Depuis le début du procès du coup d’Etat manqué du 16 sept 2015, les avocats du général Gilbert Diendéré, ne cessent de soulever des incohérences tant au niveau du juge d’instruction qu’au niveau du ministère public. Pour eux, la procédure pénale n’a pas été faite dans les règles de l’art. C’est dans cette logique qu’ils ont organisé une conférence de presse pour prendre l’opinion publique nationale et internationale à témoin sur la grave violation des textes dans ce procès. A les entendre, le général n’a pu choisir librement ses avocats. Aussi, il n’a communiqué avec ses avocats que seulement en présence des gendarmes pendant sa garde à vue, alors qu’il devrait bénéficier des conseils de ses derniers à huit clos.

Autre faille dans la procédure: c’est plusieurs jours après son arrestation que le général a su de quoi il était reproché. Pire encore, c’est que le parquet militaire n’arrive pas à démontrer à travers des preuves palpables, les accusations portées contre le général Diendéré. « Comme le drame de Norbert Zongo,on aurait dut faire la traçabilité des balles qui ont fauché les vies afin de retrouver les vrais coupables » a laissé entendre maitre Paul Kéré. C’est dans ce sens que la défense parle de violation du droit de l’accusé et les règles de la procédure.
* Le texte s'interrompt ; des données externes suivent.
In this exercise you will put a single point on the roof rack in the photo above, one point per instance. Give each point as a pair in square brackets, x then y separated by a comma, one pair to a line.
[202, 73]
Selon maitre Jean Yaovi Dégli, porte-parole de la défense du général son client n’est ni auteur ni complice de toutes les charges qui pèsent contre lui. « Le général n’est coupable de rien. Il a tout simplement pris la responsabilité face à la situation pour éviter que le pays ne soit plongé dans le chaos. Je voudrais vous rappeler que le général n’est pas la source de tout le mal que vit le Burkina Faso, il a aussi posé de bonnes actions pour le pays. C’est pourquoi je souhaite qu’il soit jugé et puni pour seulement ce qu’il a fait et non sur des calculs politiques » a déclaré maitre Jean Yaovi Dégli.

Parlant d’attentat à la sureté de l’Etat, maitre Paul Kéré souligne que le régime de la transition était illégal, basé sur des textes rédigés par un groupe d’hommes. Pour cela cette charge ne peut être portée contre son client. « Le régime de la transition est un régime bâtard car la constitution elle-même a été violée . Personne n’a élu les autorités de la transition » a déploré maitre Kéré. Pour terminer, maitre Jean Yaovi Dégli, a exhorté le tribunal à opter pour l’équilibre de la justice au moment du verdict final afin de garantir la paix et la sécurité au Burkina Faso. Pour l’avocat, il est parfois nécessaire de sacrifier la justice punition au détriment de la justice réparation. « Il faut modeler la justice en fonction des résultats que l’on veut avoir » a conclu maitre Dégli.